Part of Initial Code:
OPTIONS NOTES SOURCE SOURCE2 MPRINT MLOGIC MERROR SYMBOLGEN;
set WORK.LOCATION end=last;
if last then call symput('nfiles',_n_);
%do i=1 %to &nfiles;
if &i=_n_ then call symput('code',LOCATION_ID);
create table WORK.pt as select
%if %sysfunc(exist(WORK.result)) %then %do;
set WORK.result WORK.pt;
Where 'WORK.LOCATION' is the dataset that I call in 'proc sql' procedure that contains all the 'LOCATION_ID" information that I need.
I want to add split part somewhere around '%do i=1 %to &nfiles;' (in bold) And work.result is the result gonna stay.
07-27-2016 11:10 PM
You don't show how/where you want the split to occur so it's hard to answer your question.
This usually isn't a good way to work with SAS.
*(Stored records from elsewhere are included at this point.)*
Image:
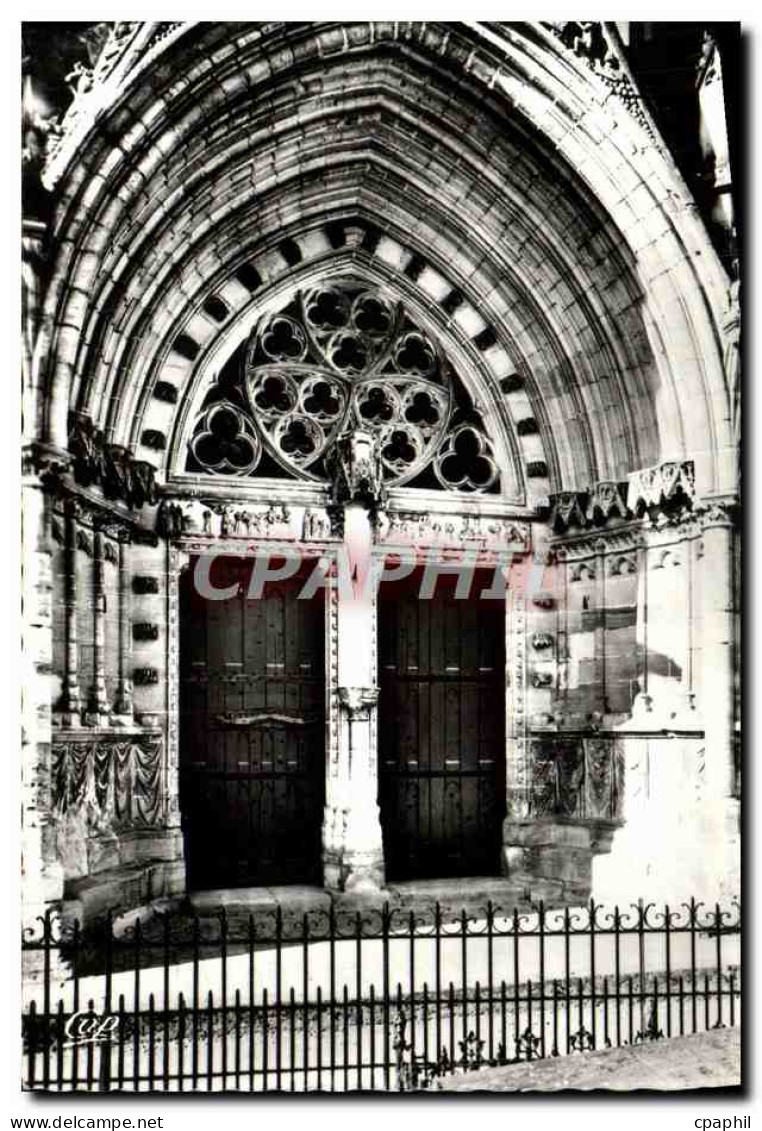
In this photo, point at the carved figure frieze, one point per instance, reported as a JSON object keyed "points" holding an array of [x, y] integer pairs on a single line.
{"points": [[344, 367], [412, 528], [144, 584], [110, 466], [579, 776], [145, 631], [218, 519], [666, 485], [145, 676]]}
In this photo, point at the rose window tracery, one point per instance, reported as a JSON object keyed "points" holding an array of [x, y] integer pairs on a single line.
{"points": [[343, 356]]}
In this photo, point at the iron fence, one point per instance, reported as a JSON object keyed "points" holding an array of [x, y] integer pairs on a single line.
{"points": [[378, 999]]}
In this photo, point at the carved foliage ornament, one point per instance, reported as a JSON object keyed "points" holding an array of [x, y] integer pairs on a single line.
{"points": [[110, 466], [341, 360]]}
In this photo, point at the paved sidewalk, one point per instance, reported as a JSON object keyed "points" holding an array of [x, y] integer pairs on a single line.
{"points": [[707, 1060]]}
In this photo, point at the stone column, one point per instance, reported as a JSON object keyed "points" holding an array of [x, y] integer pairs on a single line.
{"points": [[123, 704], [42, 872], [353, 831], [71, 697], [98, 699], [718, 652]]}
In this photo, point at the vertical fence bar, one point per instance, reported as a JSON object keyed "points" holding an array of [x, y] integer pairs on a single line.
{"points": [[517, 1022], [617, 975], [387, 1051], [266, 1038], [491, 1020], [237, 1039], [60, 1035], [503, 1017], [120, 1052], [278, 996], [438, 976], [718, 925], [607, 1039], [210, 1042], [592, 972], [319, 1037], [223, 955], [667, 947], [331, 1032], [75, 1002], [292, 1037], [91, 1047], [136, 1007], [425, 1027], [477, 1021], [464, 972], [345, 1026], [48, 943], [181, 1042], [371, 1022], [165, 968], [694, 1006], [196, 1006], [451, 1007], [566, 956], [630, 995], [412, 926], [641, 961], [32, 1044], [251, 938], [152, 1041], [542, 977], [554, 1051], [104, 1082], [305, 1000]]}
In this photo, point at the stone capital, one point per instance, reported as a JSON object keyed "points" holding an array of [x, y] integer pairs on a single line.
{"points": [[358, 702]]}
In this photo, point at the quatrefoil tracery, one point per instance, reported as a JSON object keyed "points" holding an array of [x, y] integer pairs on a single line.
{"points": [[338, 357]]}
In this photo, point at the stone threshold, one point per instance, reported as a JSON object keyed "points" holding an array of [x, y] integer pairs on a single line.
{"points": [[470, 895]]}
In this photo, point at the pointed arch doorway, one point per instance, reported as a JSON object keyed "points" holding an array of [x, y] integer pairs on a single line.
{"points": [[441, 730]]}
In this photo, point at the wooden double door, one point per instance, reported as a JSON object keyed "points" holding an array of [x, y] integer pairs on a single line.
{"points": [[251, 732], [441, 731]]}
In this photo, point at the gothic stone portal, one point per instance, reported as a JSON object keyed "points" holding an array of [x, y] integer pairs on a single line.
{"points": [[252, 732]]}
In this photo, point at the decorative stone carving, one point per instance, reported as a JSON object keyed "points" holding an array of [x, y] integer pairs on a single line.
{"points": [[109, 466], [144, 584], [666, 485], [580, 776], [145, 631], [114, 783], [315, 526], [590, 42]]}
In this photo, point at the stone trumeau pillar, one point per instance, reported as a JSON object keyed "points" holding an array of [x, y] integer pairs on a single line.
{"points": [[680, 837], [357, 493], [42, 873], [720, 805]]}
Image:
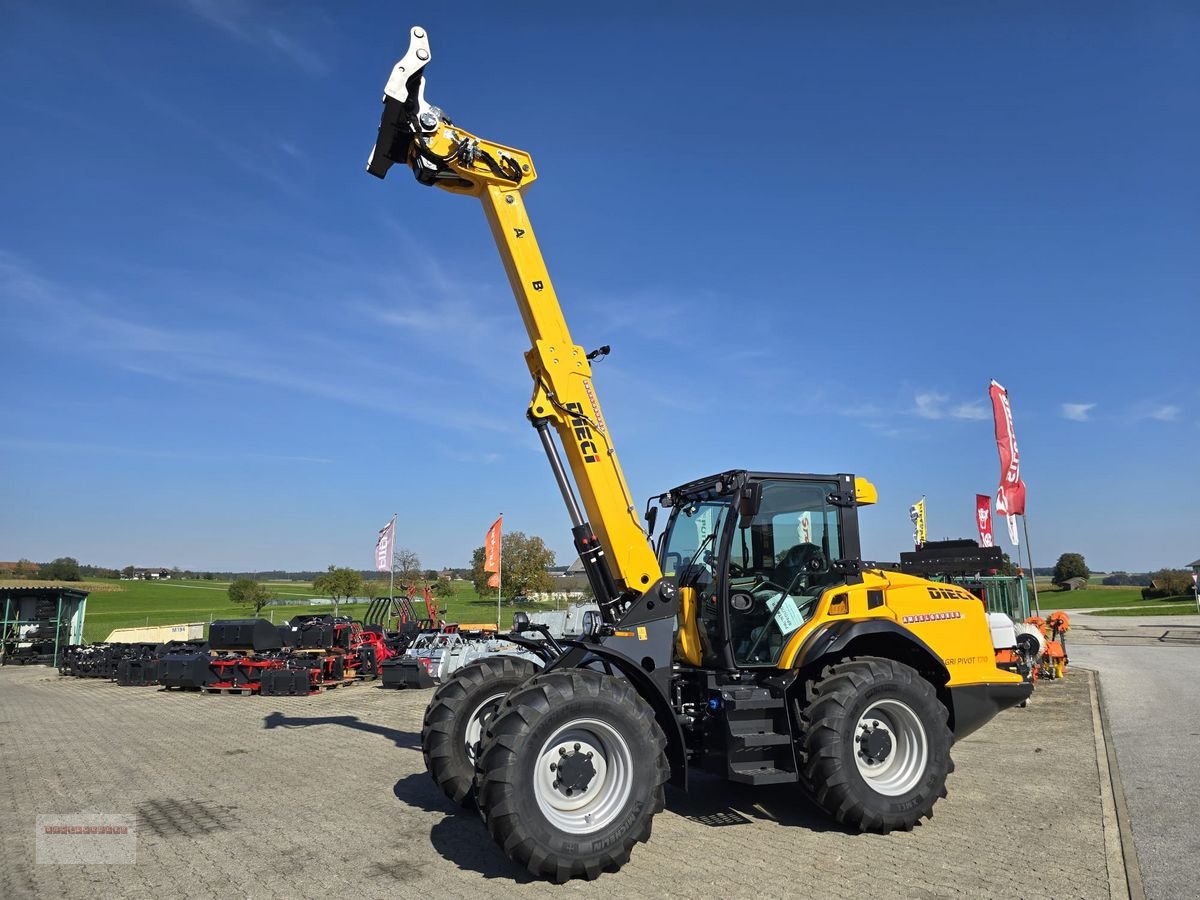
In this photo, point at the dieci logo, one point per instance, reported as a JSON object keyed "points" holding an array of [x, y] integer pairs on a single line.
{"points": [[583, 433]]}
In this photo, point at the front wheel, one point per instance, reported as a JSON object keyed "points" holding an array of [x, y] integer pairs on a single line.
{"points": [[571, 773], [454, 720], [876, 747]]}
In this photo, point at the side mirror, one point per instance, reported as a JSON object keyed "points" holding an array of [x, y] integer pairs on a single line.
{"points": [[749, 501]]}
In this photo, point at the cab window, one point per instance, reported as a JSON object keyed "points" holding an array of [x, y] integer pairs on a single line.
{"points": [[779, 567]]}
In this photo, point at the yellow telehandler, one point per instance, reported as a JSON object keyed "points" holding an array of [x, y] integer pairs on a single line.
{"points": [[754, 642]]}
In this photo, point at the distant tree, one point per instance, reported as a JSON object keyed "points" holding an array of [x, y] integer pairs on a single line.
{"points": [[61, 569], [407, 565], [1069, 565], [523, 564], [1007, 567], [247, 592], [339, 585], [1169, 582]]}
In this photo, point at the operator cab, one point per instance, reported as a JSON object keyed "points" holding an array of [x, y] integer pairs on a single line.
{"points": [[760, 550]]}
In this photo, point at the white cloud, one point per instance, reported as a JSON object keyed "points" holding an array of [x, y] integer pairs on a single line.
{"points": [[1077, 412], [937, 406], [243, 21], [975, 409], [930, 406]]}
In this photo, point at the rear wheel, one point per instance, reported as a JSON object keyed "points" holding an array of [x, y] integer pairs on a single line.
{"points": [[454, 720], [571, 773], [876, 744]]}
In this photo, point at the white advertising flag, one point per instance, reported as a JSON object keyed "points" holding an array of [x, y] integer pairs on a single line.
{"points": [[384, 543]]}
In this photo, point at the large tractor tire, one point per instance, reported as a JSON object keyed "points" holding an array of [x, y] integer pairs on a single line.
{"points": [[454, 720], [876, 745], [571, 773]]}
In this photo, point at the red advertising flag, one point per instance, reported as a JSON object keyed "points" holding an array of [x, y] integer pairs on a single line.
{"points": [[492, 553], [983, 519], [1011, 496]]}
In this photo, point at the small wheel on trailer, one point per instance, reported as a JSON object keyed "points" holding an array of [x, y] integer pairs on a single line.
{"points": [[876, 745], [571, 773], [454, 720]]}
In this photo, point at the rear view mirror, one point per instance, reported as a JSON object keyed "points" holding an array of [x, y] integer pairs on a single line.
{"points": [[749, 501]]}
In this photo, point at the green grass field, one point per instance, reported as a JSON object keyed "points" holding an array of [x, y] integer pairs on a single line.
{"points": [[1090, 598], [1183, 605], [129, 604]]}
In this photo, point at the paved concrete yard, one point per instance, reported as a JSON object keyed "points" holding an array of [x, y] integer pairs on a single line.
{"points": [[322, 796]]}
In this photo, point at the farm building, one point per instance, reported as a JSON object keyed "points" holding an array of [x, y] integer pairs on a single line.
{"points": [[40, 622]]}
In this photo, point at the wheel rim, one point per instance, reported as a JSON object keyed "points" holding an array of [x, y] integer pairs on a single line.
{"points": [[891, 748], [599, 769], [484, 712]]}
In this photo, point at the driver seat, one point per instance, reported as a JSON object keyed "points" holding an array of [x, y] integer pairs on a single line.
{"points": [[798, 559]]}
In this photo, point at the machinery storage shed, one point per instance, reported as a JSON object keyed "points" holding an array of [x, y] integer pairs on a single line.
{"points": [[40, 622]]}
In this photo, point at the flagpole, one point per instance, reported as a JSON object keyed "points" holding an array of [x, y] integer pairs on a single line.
{"points": [[1033, 575], [391, 563], [499, 582]]}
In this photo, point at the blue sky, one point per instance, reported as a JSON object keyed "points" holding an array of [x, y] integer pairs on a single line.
{"points": [[810, 232]]}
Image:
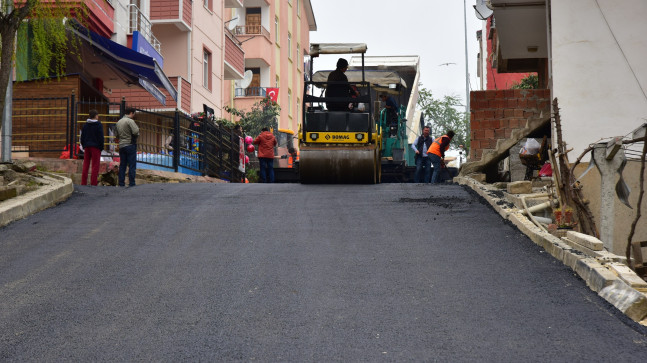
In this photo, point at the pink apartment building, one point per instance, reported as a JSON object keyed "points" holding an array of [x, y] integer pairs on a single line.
{"points": [[196, 51], [274, 35]]}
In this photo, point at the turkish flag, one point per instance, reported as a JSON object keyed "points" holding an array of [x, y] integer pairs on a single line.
{"points": [[273, 94]]}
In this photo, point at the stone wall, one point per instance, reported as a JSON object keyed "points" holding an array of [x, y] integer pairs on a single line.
{"points": [[496, 113]]}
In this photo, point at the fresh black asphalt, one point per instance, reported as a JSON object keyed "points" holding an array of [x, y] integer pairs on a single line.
{"points": [[289, 272]]}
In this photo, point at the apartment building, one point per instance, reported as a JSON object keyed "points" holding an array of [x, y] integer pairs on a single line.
{"points": [[189, 39], [274, 34]]}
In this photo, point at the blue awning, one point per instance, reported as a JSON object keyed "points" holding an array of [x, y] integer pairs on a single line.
{"points": [[140, 67]]}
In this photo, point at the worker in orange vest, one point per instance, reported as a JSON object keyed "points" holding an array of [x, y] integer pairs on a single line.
{"points": [[291, 158], [436, 153]]}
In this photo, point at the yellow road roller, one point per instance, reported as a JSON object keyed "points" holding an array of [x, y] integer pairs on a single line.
{"points": [[338, 144]]}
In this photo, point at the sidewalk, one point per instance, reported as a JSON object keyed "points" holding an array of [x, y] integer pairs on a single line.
{"points": [[604, 272], [57, 184]]}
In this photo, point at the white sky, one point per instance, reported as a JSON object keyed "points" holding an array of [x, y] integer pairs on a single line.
{"points": [[431, 29]]}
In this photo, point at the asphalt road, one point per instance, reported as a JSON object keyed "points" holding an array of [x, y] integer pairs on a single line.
{"points": [[229, 272]]}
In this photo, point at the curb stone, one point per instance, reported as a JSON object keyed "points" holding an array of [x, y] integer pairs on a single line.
{"points": [[32, 202], [596, 272]]}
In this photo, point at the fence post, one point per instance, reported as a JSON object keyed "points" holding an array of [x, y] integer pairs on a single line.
{"points": [[176, 140], [122, 107], [71, 144]]}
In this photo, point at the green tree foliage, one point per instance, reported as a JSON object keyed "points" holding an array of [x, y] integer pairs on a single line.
{"points": [[263, 114], [529, 82], [45, 37], [445, 114]]}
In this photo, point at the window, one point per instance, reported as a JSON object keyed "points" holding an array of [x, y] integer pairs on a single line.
{"points": [[289, 45], [290, 102], [206, 68], [208, 4], [297, 58]]}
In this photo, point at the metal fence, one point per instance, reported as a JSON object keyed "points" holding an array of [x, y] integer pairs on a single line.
{"points": [[40, 126], [168, 140]]}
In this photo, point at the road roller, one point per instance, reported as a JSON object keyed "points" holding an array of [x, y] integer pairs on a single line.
{"points": [[340, 146], [355, 143]]}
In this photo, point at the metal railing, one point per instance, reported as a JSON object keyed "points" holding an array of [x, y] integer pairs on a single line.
{"points": [[252, 30], [51, 128], [40, 126], [251, 92], [139, 22]]}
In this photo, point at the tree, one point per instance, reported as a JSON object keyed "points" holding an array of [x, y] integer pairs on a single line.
{"points": [[444, 115], [48, 39], [264, 113], [529, 82]]}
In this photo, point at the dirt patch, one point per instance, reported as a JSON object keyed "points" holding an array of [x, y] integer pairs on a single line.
{"points": [[444, 202], [21, 177]]}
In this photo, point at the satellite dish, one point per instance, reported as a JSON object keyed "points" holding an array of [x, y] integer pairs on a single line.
{"points": [[483, 9], [232, 24], [247, 79]]}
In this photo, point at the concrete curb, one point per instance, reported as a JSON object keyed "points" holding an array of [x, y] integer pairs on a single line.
{"points": [[617, 285], [59, 189]]}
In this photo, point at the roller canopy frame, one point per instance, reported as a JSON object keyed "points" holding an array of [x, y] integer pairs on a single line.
{"points": [[336, 48], [355, 76]]}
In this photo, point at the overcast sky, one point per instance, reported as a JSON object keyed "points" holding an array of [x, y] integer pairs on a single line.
{"points": [[431, 29]]}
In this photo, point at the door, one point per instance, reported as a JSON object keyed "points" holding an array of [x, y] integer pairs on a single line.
{"points": [[253, 21]]}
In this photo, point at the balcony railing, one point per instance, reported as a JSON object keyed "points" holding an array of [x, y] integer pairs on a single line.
{"points": [[252, 30], [251, 92], [139, 22]]}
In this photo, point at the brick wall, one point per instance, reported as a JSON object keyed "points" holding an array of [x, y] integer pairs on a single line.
{"points": [[494, 114]]}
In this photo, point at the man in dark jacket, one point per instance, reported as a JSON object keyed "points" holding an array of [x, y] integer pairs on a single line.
{"points": [[128, 132], [92, 143], [266, 142], [340, 87], [420, 147]]}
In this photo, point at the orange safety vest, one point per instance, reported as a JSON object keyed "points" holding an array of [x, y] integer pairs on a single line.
{"points": [[435, 147], [291, 161]]}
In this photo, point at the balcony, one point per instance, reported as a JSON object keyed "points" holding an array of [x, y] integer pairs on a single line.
{"points": [[139, 22], [234, 59], [251, 92], [233, 4], [256, 42], [178, 13], [252, 30]]}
To to accomplish this look at FIRSTOBS and OBS dataset options that allow you to control the first observation read and the number of observations read. You'll want to pay attention to how they interact.
07-28-2016 04:46 AM
I would agree with @Reeza, SAS is designed to work with by groups of values. In your dataset, set a column which identifies what group of data it is associated with, in your case if you want 1-500, 501-1000 then something simple like:
data want; set have; group=(_n_ / 500) + 1; run;
Then you can use the group variable as a by clause:
proc means data=have; by group; ... run;
This has two benefits, the primary one being that your code is far simpler, easier to read, and more manageable. The second is that execution time will be faster - anything you write will be slower than the out of the box functionality.
07-28-2016 09:10 AM
Thank you! In this way, do I still run the entire dataset altogether, and cannot make it auto break (for example, every 500 observations, etc) ?
07-28-2016 09:37 AM
Yes, in this way you run the code once over all the data, the by group breaks the means calculations up into your by group values, so say you had 1 = 1-500, and 2=501-1000, you would end up with means as:
GROUP N MEAN ...
So grouped by the group value. There is no need to split a dataset, that will generally just make your code harder to read/maintain and run slower.